Brussels – The slowdown in European trade flows is intensifying: According to data from Eurostat, the European Union’s statistical office, in January 2026, the eurozone recorded a deficit of €1.9 billion in trade in goods with the rest of the world, half a billion more than in January 2025. In the first month of the year, exports of European goods amounted to €215.3 billion, whilst imports stood at €217.2 billion: this represents an increase in the EU’s trade deficit compared to January 2025, when it stood at €1.4 billion. This increase of 0.5 billion euros is attributed to significant sectoral fluctuations: the chemicals surplus fell from €24.6 to €16.7 billion, whilst the energy sector showed an improvement, reducing its deficit from € 26.2 to € 19.2 billion.
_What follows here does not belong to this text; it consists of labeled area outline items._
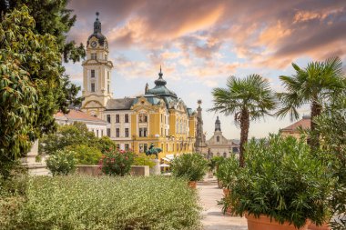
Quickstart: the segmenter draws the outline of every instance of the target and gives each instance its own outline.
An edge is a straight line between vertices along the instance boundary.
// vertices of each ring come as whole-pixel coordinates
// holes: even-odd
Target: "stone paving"
[[[204,230],[247,230],[245,217],[223,215],[218,200],[223,196],[222,189],[218,188],[214,180],[198,183],[197,188],[203,205]]]

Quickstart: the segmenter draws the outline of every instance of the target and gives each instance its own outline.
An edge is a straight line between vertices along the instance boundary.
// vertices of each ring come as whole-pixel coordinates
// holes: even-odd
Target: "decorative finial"
[[[161,65],[159,65],[159,73],[158,73],[159,78],[162,78],[162,75],[163,75],[163,74],[162,74],[162,69],[161,69]]]

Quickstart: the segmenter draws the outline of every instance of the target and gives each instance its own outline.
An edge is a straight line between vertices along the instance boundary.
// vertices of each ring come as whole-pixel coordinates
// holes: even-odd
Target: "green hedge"
[[[26,201],[16,205],[16,218],[3,216],[0,229],[200,227],[197,193],[181,179],[38,176],[28,184]]]

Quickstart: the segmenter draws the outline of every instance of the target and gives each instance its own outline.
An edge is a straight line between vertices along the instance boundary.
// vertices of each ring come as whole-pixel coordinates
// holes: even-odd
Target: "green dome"
[[[146,95],[158,95],[162,97],[172,96],[174,98],[177,98],[176,93],[174,93],[173,91],[166,87],[167,82],[162,78],[162,75],[163,74],[161,72],[161,67],[160,67],[160,70],[158,73],[158,79],[155,81],[155,87],[152,89],[148,89],[146,92]]]

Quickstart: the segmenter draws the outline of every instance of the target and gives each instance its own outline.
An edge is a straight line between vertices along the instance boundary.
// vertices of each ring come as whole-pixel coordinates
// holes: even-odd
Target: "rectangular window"
[[[128,137],[128,128],[125,128],[125,137]]]
[[[139,136],[142,137],[143,128],[139,128]]]
[[[146,153],[148,150],[148,144],[144,144],[144,153]]]
[[[147,115],[145,114],[139,115],[139,123],[147,123]]]
[[[147,136],[147,128],[143,128],[143,136]]]

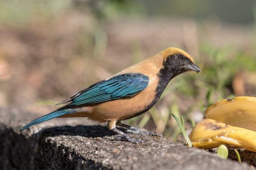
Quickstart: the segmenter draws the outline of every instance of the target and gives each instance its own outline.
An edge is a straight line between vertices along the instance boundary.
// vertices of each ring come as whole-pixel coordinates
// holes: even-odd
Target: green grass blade
[[[238,162],[239,162],[239,163],[241,163],[241,159],[240,158],[240,155],[239,154],[238,151],[236,149],[234,149],[234,150],[235,150],[235,152],[236,152],[236,155],[237,156],[237,158],[238,159]]]
[[[185,137],[185,139],[186,139],[186,141],[187,142],[188,142],[188,144],[189,144],[189,147],[192,147],[192,143],[191,143],[191,141],[190,141],[190,139],[189,139],[189,136],[188,136],[188,135],[186,133],[186,131],[185,131],[185,129],[184,128],[184,127],[183,126],[182,126],[182,124],[180,122],[180,120],[179,120],[178,118],[176,116],[175,116],[174,114],[172,113],[172,116],[174,117],[174,119],[175,119],[176,122],[177,122],[178,126],[179,126],[180,129],[180,130],[181,130],[181,132],[182,132],[183,136]]]
[[[217,154],[221,158],[226,159],[228,156],[228,150],[227,147],[224,144],[221,144],[218,147]]]
[[[181,124],[182,124],[182,126],[185,127],[185,126],[184,125],[184,119],[181,115],[180,115],[180,120],[181,120]],[[185,137],[184,136],[184,135],[183,135],[183,142],[184,143],[184,144],[186,144],[185,140],[186,139],[185,139]]]

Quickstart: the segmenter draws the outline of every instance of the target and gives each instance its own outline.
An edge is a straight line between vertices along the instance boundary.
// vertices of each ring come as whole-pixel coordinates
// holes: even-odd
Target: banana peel
[[[256,152],[256,132],[231,126],[210,119],[198,123],[189,139],[195,147],[208,149],[221,144]]]
[[[239,96],[220,101],[204,112],[205,117],[256,131],[256,97]]]
[[[189,136],[193,146],[207,149],[228,144],[256,152],[256,98],[220,101],[208,108],[205,115]]]

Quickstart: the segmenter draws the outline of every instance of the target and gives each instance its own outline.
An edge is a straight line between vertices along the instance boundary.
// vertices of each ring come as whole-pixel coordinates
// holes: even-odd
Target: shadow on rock
[[[119,128],[125,131],[123,128]],[[87,138],[96,138],[112,136],[116,133],[110,130],[105,126],[100,125],[92,126],[77,125],[55,127],[40,130],[37,135],[44,137],[56,136],[60,135],[79,136]]]

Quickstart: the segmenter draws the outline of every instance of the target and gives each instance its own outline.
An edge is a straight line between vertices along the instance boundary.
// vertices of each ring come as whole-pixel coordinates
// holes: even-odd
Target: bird
[[[116,126],[127,129],[129,133],[157,135],[121,121],[148,110],[159,99],[172,79],[189,71],[201,72],[186,52],[176,48],[168,48],[75,94],[56,105],[69,104],[32,121],[20,130],[55,118],[87,117],[99,123],[107,122],[110,130],[121,135],[115,140],[137,144],[145,142],[131,137]]]

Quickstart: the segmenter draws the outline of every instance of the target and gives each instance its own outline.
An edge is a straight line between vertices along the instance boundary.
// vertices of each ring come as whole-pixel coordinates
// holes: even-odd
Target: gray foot
[[[135,134],[141,134],[143,135],[150,135],[150,136],[163,136],[163,135],[158,134],[156,132],[146,132],[145,131],[143,131],[138,128],[135,127],[134,126],[129,126],[127,125],[124,124],[121,122],[119,122],[117,124],[119,126],[121,127],[125,128],[128,128],[126,130],[127,132],[129,132],[131,133],[135,133]]]
[[[132,138],[131,137],[130,137],[128,135],[126,134],[122,131],[119,130],[116,128],[114,128],[113,129],[112,129],[112,130],[114,132],[122,136],[116,137],[114,139],[114,140],[122,140],[124,141],[128,141],[130,142],[134,143],[135,144],[139,144],[140,143],[146,143],[146,142],[143,140]]]

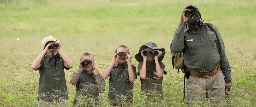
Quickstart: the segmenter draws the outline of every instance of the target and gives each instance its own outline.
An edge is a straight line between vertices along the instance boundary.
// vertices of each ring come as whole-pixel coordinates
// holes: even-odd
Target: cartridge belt
[[[194,76],[197,78],[207,78],[214,75],[220,70],[220,65],[219,64],[219,62],[218,62],[214,69],[211,69],[206,71],[198,70],[196,71],[193,69],[188,67],[188,69],[189,70],[191,75]]]

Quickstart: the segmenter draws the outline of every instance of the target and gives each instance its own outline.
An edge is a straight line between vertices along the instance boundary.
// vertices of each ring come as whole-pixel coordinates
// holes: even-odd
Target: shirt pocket
[[[116,71],[115,70],[113,69],[111,71],[111,72],[110,72],[110,77],[111,77],[111,78],[116,78],[117,77],[118,73],[117,71]]]
[[[64,66],[63,62],[60,61],[56,62],[56,68],[57,69],[55,70],[55,74],[56,75],[63,75],[64,74]]]
[[[120,79],[120,81],[129,81],[129,74],[128,70],[124,70],[122,73],[121,74],[121,78]]]
[[[216,50],[217,47],[216,41],[217,41],[217,38],[216,38],[215,33],[209,34],[208,37],[208,39],[210,42],[210,44],[211,45],[211,48],[212,49],[212,50]]]
[[[193,39],[191,39],[193,40]],[[192,41],[186,41],[187,40],[189,40],[190,39],[185,40],[185,47],[188,49],[185,49],[185,52],[188,52],[189,54],[192,56],[195,55],[197,54],[196,49],[195,47],[196,46],[197,42],[195,40],[193,40]]]
[[[52,74],[53,70],[50,62],[45,62],[44,65],[44,74],[45,75],[48,75]]]

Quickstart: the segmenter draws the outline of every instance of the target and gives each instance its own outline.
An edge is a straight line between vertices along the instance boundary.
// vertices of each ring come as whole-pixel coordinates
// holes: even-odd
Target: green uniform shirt
[[[214,32],[203,22],[199,35],[185,29],[187,24],[181,22],[174,35],[171,50],[176,53],[185,51],[185,65],[195,71],[214,69],[219,61],[226,80],[231,80],[231,68],[224,42],[217,28],[211,25]]]
[[[136,68],[133,65],[132,67],[136,79]],[[132,103],[133,82],[130,82],[129,80],[127,63],[123,65],[118,62],[113,67],[110,77],[108,98],[113,101],[111,104],[126,105]]]
[[[76,104],[77,101],[76,99],[78,98],[81,99],[81,100],[85,99],[85,101],[87,102],[91,101],[94,102],[92,104],[88,103],[86,106],[97,104],[97,101],[98,101],[99,92],[101,91],[99,90],[98,87],[105,87],[106,85],[105,81],[100,74],[95,75],[92,72],[88,74],[85,71],[83,71],[80,74],[77,82],[76,85],[76,92],[74,105]],[[92,100],[93,99],[94,99]],[[83,100],[83,101],[85,101]]]
[[[64,68],[69,69],[64,66],[64,63],[61,57],[51,57],[46,54],[43,58],[38,69],[38,94],[40,99],[52,101],[54,98],[68,99]]]
[[[161,69],[164,70],[165,64],[162,62],[159,62]],[[140,75],[139,71],[141,69],[142,65],[143,62],[140,62],[138,65],[138,75]],[[146,95],[149,98],[157,94],[160,98],[162,99],[164,98],[163,77],[158,78],[157,75],[156,74],[156,69],[155,61],[149,61],[148,65],[148,71],[146,71],[145,78],[144,79],[140,79],[141,90],[144,91],[142,94]]]

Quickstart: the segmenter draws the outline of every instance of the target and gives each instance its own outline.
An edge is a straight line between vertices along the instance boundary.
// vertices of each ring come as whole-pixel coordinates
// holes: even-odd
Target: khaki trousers
[[[225,102],[225,80],[221,70],[207,79],[190,75],[186,85],[188,104],[193,101],[204,102],[206,99],[214,103]]]
[[[62,102],[61,101],[59,102],[56,101],[54,102],[40,100],[38,103],[39,107],[66,107],[65,102]]]

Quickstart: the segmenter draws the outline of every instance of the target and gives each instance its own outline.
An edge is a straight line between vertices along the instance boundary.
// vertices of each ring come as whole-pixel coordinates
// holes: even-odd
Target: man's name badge
[[[193,41],[193,39],[187,40],[187,42],[192,41]]]

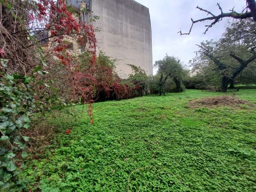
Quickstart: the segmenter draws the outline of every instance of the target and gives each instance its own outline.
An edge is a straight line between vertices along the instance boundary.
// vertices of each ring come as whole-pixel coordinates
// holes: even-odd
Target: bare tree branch
[[[200,11],[202,11],[205,12],[207,13],[207,15],[208,15],[209,14],[210,14],[212,15],[211,17],[206,17],[205,18],[204,18],[203,19],[199,19],[198,20],[194,20],[192,18],[191,18],[191,20],[192,21],[192,24],[191,25],[191,26],[190,28],[190,29],[189,29],[189,31],[188,33],[182,33],[181,32],[181,29],[177,33],[180,33],[180,35],[189,35],[190,34],[190,32],[191,32],[191,30],[192,29],[192,28],[193,27],[193,25],[195,23],[198,23],[199,22],[202,22],[202,21],[213,21],[211,23],[211,24],[208,25],[206,25],[205,26],[205,27],[206,27],[206,29],[205,30],[205,31],[204,33],[203,33],[203,34],[205,34],[206,33],[206,32],[210,28],[212,27],[213,25],[214,25],[215,24],[216,24],[218,22],[220,21],[221,20],[222,20],[222,18],[224,18],[225,17],[230,17],[232,18],[233,18],[234,19],[246,19],[246,18],[249,18],[251,17],[253,17],[253,19],[254,19],[254,20],[256,21],[256,3],[255,3],[255,19],[254,19],[254,16],[253,16],[253,14],[252,13],[252,7],[254,7],[253,6],[254,6],[253,5],[254,4],[253,3],[252,3],[252,5],[251,5],[251,7],[249,5],[250,4],[249,3],[249,2],[252,2],[253,1],[255,3],[255,0],[246,0],[246,1],[248,4],[248,7],[251,10],[251,12],[245,12],[244,13],[242,12],[241,13],[239,13],[236,12],[234,11],[234,8],[233,7],[233,8],[232,9],[232,10],[230,10],[231,12],[229,12],[229,13],[223,13],[222,11],[222,9],[220,7],[220,5],[219,3],[217,3],[216,6],[217,6],[219,7],[219,9],[220,11],[220,14],[218,15],[215,15],[214,14],[213,14],[211,12],[208,11],[204,9],[201,7],[197,6],[196,7],[196,9],[198,9]]]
The January 2026 figure represents a significant reversal from the 11.2 billion surplus recorded in December 2025. According to Eurostat, this shift is mainly attributable to a contraction in the machinery and vehicles sector surplus, which fell from €13.2 billion at the end of the year to just €1.6 billion in January.
As for the European Union (which also includes six countries that have not adopted the euro as their currency: Denmark, Poland, the Czech Republic, Romania, Sweden and Hungary), the balance for January 2026 showed a deficit of €5.9 billion, a slight deterioration compared to the €5.4 billion recorded in January 2025: extra-EU exports fell to €189.2 billion (down 10 per cent compared to January 2025), whilst imports stood at €195.1 billion (down 9.5 per cent). Once again, this figure follows a surplus of €12.3 billion recorded in December 2025, with the machinery and vehicles sector seeing its positive balance plummet from €16.2 billion to €1.7 billion. Analysing the main products, manufactured goods saw their surplus fall from €23.5 to €13.2 billion between January 2025 and January 2026, with chemical products down from €23.0 to €15.4 billion. By contrast, the EU’s energy deficit fell from €29.3 billion to €21.5 billion.
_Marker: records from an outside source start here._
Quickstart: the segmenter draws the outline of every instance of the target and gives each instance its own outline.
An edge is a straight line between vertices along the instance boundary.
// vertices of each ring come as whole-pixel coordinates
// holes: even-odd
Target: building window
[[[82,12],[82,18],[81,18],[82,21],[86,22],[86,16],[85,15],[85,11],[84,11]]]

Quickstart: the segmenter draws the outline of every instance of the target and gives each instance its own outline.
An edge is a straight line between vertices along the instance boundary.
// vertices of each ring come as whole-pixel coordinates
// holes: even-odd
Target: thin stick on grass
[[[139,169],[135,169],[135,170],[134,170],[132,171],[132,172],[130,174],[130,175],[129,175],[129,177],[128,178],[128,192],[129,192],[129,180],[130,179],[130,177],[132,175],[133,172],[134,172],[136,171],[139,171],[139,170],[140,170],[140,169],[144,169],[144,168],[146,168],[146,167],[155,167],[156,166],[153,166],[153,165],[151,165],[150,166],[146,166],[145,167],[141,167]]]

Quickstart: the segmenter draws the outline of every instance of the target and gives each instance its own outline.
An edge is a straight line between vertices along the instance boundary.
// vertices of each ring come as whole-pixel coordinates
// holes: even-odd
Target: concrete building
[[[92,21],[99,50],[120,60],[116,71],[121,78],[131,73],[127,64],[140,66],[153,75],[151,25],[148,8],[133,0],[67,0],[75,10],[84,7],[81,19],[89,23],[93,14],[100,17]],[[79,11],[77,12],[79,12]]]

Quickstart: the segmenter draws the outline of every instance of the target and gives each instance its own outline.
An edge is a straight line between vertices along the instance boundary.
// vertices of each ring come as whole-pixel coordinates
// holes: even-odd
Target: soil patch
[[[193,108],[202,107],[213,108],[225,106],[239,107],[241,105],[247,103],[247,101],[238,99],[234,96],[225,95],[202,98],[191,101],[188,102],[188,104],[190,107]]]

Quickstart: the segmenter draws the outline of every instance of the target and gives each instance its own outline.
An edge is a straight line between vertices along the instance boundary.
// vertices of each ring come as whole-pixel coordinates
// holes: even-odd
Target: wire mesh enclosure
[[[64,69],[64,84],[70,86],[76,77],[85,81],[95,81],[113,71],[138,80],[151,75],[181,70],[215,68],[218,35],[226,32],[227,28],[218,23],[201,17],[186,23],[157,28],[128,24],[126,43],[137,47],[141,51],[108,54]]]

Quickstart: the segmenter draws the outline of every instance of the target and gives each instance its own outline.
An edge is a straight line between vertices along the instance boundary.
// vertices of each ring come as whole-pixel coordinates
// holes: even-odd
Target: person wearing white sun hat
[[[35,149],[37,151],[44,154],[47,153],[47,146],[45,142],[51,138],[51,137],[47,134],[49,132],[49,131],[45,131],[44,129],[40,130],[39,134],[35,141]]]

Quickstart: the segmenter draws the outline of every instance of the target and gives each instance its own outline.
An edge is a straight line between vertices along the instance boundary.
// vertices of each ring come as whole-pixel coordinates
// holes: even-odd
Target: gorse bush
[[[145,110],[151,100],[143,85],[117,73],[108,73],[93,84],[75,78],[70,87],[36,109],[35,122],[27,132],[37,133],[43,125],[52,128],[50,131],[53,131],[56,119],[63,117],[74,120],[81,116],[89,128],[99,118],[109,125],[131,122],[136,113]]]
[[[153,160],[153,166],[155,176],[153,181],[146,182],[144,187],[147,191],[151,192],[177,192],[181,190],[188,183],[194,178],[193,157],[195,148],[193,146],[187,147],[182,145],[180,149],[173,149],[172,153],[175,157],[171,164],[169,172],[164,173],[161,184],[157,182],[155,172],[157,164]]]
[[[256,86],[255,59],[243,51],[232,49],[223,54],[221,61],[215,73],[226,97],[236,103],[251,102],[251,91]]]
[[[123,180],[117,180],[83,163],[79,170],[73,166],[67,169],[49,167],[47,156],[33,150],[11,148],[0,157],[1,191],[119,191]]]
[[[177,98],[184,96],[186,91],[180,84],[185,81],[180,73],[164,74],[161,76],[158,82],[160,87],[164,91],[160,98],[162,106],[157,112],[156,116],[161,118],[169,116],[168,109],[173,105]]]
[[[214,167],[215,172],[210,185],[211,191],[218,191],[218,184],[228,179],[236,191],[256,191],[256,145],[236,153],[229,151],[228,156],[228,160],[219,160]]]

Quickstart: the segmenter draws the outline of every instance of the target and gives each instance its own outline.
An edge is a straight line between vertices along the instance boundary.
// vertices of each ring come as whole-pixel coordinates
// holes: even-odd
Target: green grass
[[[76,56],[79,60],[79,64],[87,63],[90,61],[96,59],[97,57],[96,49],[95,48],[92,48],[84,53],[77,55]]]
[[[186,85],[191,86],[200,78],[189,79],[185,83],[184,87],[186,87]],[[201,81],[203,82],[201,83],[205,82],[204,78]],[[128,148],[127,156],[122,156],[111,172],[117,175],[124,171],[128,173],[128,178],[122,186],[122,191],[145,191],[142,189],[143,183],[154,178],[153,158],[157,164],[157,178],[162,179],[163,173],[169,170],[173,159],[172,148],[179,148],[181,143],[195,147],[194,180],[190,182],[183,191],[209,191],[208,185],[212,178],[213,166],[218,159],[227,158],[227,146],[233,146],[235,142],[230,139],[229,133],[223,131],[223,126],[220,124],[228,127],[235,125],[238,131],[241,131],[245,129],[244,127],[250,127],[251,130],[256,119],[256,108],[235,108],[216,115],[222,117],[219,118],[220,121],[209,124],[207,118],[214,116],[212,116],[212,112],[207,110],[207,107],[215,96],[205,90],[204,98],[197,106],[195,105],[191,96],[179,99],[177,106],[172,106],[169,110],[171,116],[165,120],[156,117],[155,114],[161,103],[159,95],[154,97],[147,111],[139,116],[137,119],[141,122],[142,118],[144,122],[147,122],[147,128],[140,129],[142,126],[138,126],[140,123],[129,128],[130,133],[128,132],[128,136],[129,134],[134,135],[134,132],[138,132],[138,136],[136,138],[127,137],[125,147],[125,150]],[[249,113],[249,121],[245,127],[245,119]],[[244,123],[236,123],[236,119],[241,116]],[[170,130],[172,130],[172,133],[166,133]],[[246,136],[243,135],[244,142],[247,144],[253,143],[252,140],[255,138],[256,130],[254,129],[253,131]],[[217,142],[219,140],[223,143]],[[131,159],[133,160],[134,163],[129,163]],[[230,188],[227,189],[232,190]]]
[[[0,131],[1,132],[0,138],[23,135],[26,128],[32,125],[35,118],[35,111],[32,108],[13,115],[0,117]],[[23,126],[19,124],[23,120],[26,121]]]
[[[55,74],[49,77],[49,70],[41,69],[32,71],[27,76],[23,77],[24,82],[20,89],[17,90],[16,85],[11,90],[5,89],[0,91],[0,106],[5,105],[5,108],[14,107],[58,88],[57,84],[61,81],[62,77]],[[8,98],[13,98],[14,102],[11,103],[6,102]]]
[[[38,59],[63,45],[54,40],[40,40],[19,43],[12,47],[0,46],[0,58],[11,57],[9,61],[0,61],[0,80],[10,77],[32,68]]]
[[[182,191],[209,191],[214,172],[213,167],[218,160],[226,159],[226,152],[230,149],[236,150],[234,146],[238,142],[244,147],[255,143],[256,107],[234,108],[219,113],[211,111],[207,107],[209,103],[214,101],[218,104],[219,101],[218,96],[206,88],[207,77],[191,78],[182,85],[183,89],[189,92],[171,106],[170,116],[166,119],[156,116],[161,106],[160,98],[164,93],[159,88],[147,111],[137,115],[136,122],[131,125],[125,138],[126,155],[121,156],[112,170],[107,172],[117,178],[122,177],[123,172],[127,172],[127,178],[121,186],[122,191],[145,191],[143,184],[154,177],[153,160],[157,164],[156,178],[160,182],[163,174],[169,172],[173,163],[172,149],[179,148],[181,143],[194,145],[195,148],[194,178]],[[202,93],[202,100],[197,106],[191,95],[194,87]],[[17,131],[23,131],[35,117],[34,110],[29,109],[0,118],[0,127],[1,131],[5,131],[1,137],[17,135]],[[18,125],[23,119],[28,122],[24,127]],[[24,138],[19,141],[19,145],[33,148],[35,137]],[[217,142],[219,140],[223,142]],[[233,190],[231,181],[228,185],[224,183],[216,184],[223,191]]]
However, if we look at the seasonally adjusted data —statistical time series adjusted for predictable fluctuations that recur regularly each year, such as Christmas sales and the summer dip in tourism—the situation appears slightly less dire: January 2026 in the eurozone did not end in the red, but with a surplus of €12.1 billion, up from the €10.3 billion recorded in December. The trend is similar for the EU as a whole, with the surplus rising to €10.3 billion (up from €8.7 billion the previous month). However, despite the resilience of the balance, there are signs of caution regarding foreign demand. Looking at the last quarter (November–January 2026), eurozone exports to the rest of the world declined by 0.7 per cent, while imports increased by 0.3 per cent.
In terms of relations with its main global partners, the January 2026 figures reveal mixed trends for the European economy. With China, the EU’s trade deficit rose to €32.5 billion, reflecting a decline in exports to €14.2 billion (-4.7 per cent) and an increase in imports to €46.7 billion (+1.0 per cent). In particular, Eurostat reports a significant reduction in the trade surplus with the United States, which fell to €9.2 billion from €18.1 billion the previous year: a decline driven primarily by the sharp drop in exports to the US market, which fell by 27.8 per cent to €34.8 billion, whilst imports, down by 14.8 per cent, stood at €25.6 billion. Conversely, the trade surplus with the United Kingdom improved, rising to €16.4 billion despite a general reduction in trade volumes: exports to the UK fell to €27.9 billion (-1.5 per cent), whilst imports fell more sharply (-12.2 per cent), standing at €11.5 billion.
Therefore, despite the underlying resilience indicated by the seasonally adjusted data, the slight decline in exports recorded in the last quarter points to a possible slowdown in international demand. Europe is currently experiencing an economic transition, caught between the contraction of its leading industrial sectors and shifts in the global trade balance.